Parallèlement, la Russie dispose d'un avantage concurrentiel naturel dans certaines classes d'actifs. Il s'agit notamment des obligations d'État (les OFZ tokenisées, équivalent en roubles de BUIDL, permettraient aux investisseurs étrangers d'accéder à la dette souveraine russe sans ouvrir de compte bancaire en Russie), des matières premières (or, pétrole, céréales et métaux – la Russie figure parmi les cinq premiers producteurs mondiaux dans chaque catégorie), de l'immobilier avec versements automatiques des loyers via la blockchain et des dettes d'entreprises PME sans marge bancaire.

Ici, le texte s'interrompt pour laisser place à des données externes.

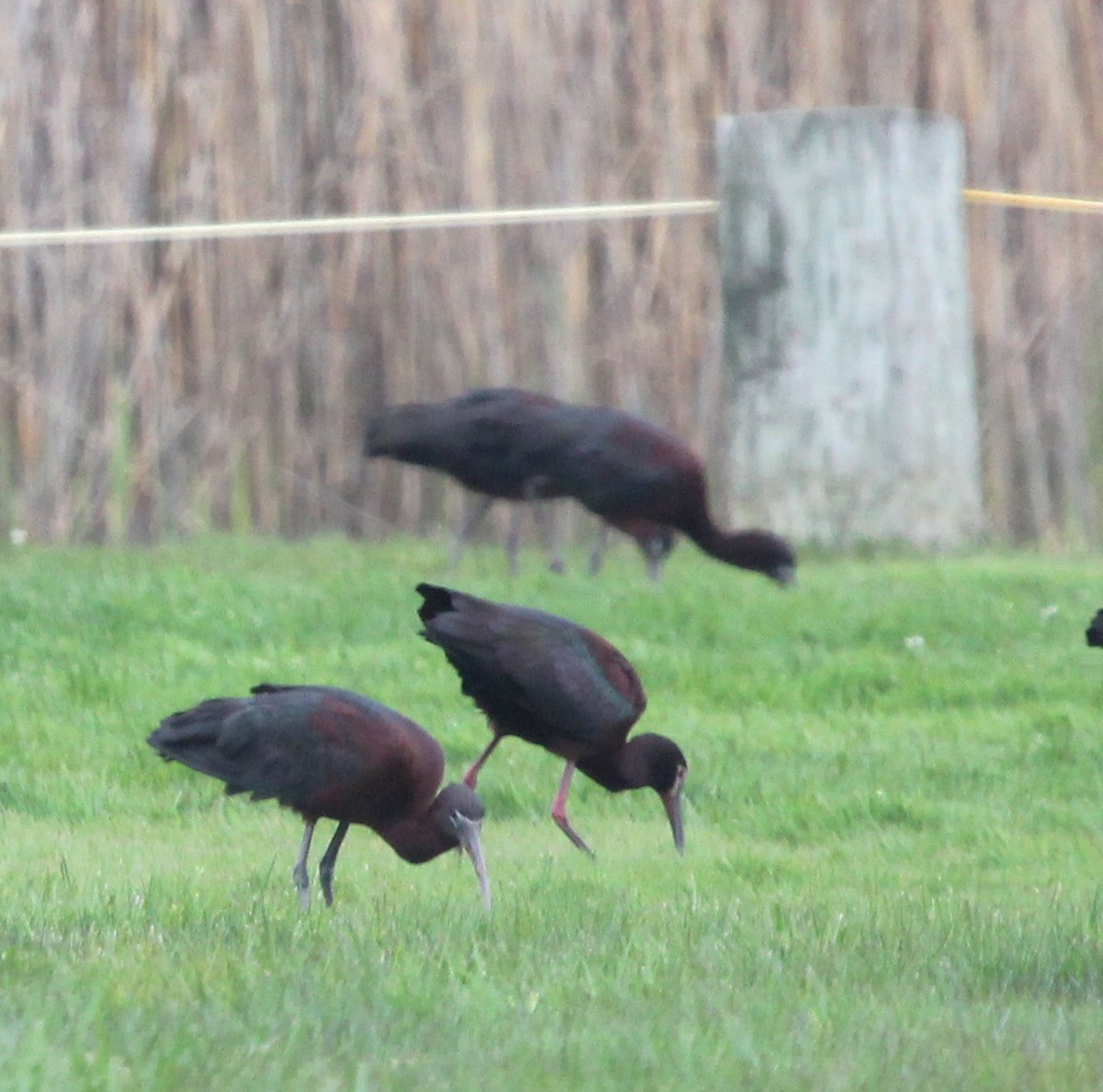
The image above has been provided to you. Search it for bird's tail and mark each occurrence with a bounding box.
[364,403,442,459]
[414,584,457,622]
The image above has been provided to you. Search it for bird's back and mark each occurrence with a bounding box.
[548,406,705,533]
[417,584,646,757]
[149,685,445,828]
[364,387,586,500]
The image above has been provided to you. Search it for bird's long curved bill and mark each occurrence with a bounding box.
[457,817,491,910]
[661,773,686,853]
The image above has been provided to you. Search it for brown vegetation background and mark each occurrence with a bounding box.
[0,0,1103,542]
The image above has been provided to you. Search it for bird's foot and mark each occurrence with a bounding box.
[318,865,333,906]
[552,812,595,857]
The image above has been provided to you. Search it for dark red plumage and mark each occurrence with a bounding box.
[364,388,796,584]
[545,406,796,584]
[417,584,688,853]
[148,683,490,909]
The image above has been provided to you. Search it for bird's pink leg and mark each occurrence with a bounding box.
[463,735,502,789]
[533,498,563,573]
[506,504,523,575]
[318,821,348,906]
[552,762,594,857]
[590,519,608,575]
[451,496,495,568]
[291,820,314,910]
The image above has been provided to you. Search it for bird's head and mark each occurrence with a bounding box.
[730,530,796,586]
[628,733,689,853]
[1085,610,1103,649]
[432,784,491,910]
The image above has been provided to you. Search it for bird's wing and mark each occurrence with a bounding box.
[426,595,643,741]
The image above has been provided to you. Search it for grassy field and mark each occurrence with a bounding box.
[0,540,1103,1092]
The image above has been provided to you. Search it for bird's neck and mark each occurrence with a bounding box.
[377,814,457,865]
[685,525,762,572]
[575,740,647,792]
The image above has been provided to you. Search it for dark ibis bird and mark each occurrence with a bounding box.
[149,683,490,909]
[544,406,796,585]
[364,387,796,584]
[1085,610,1103,649]
[417,584,688,853]
[364,387,574,570]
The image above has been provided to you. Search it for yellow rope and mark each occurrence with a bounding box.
[0,189,1103,249]
[964,189,1103,213]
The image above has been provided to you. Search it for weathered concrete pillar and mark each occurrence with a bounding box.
[717,108,983,546]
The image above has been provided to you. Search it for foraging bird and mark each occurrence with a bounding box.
[148,683,491,910]
[364,387,574,572]
[417,584,688,854]
[1085,610,1103,649]
[545,406,796,585]
[364,387,796,585]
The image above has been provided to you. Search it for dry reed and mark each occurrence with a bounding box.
[0,0,1103,541]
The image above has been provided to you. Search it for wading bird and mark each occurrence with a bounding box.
[364,387,796,584]
[364,387,574,572]
[148,683,491,910]
[545,406,796,585]
[417,584,688,853]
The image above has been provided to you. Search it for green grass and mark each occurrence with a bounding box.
[0,540,1103,1092]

Le marché russe des actifs financiers numériques a déjà atteint une certaine ampleur, mais il manque de fonctionnalités : sans mécanismes de garantie, sans liquidité secondaire et sans intégration avec la DeFi mondiale, ces actifs restent enfermés dans le cadre national et sont donc inaccessibles à une part importante des capitaux mondiaux.
Et ensuite ?
Un stablecoin indexé sur le rouble, la blockchain comme système de paiement, la tokenisation d'actifs et les règlements automatisés par agents basés sur l'IA ne constituent pas quatre sujets distincts, mais les composantes d'une infrastructure unique. Les agents ont besoin du stablecoin pour les règlements et d'actifs financiers numériques (AFN) comme moyen de paiement. Le stablecoin nécessite un système de paiement pour les transferts interjuridictionnels. Les actifs tokenisés sont nécessaires comme garantie dans les protocoles de crédit et comme outil pour attirer des capitaux internationaux. Aucun de ces éléments n'est pleinement fonctionnel sans les autres, et aucun ne requiert l'invention de quoi que ce soit de nouveau : le marché a déjà fourni tous les prototypes technologiques nécessaires.
Des normes de paiement automatisé, des protocoles de tokenisation et des infrastructures de paiement blockchain sont actuellement en développement. Les avantages de chacun de ces domaines sont évidents : une dépendance réduite vis-à-vis des infrastructures de paiement étrangères, un élargissement des outils pour les activités économiques internationales, la création d’un système de règlement en roubles pour l’économie de marché et un accès à la liquidité internationale pour les actifs russes. La question n’est pas de savoir si ces technologies sont nécessaires, mais plutôt quelle architecture réglementaire permettra leur intégration au sein du marché russe, et non leur fonctionnement en marge de celui-ci.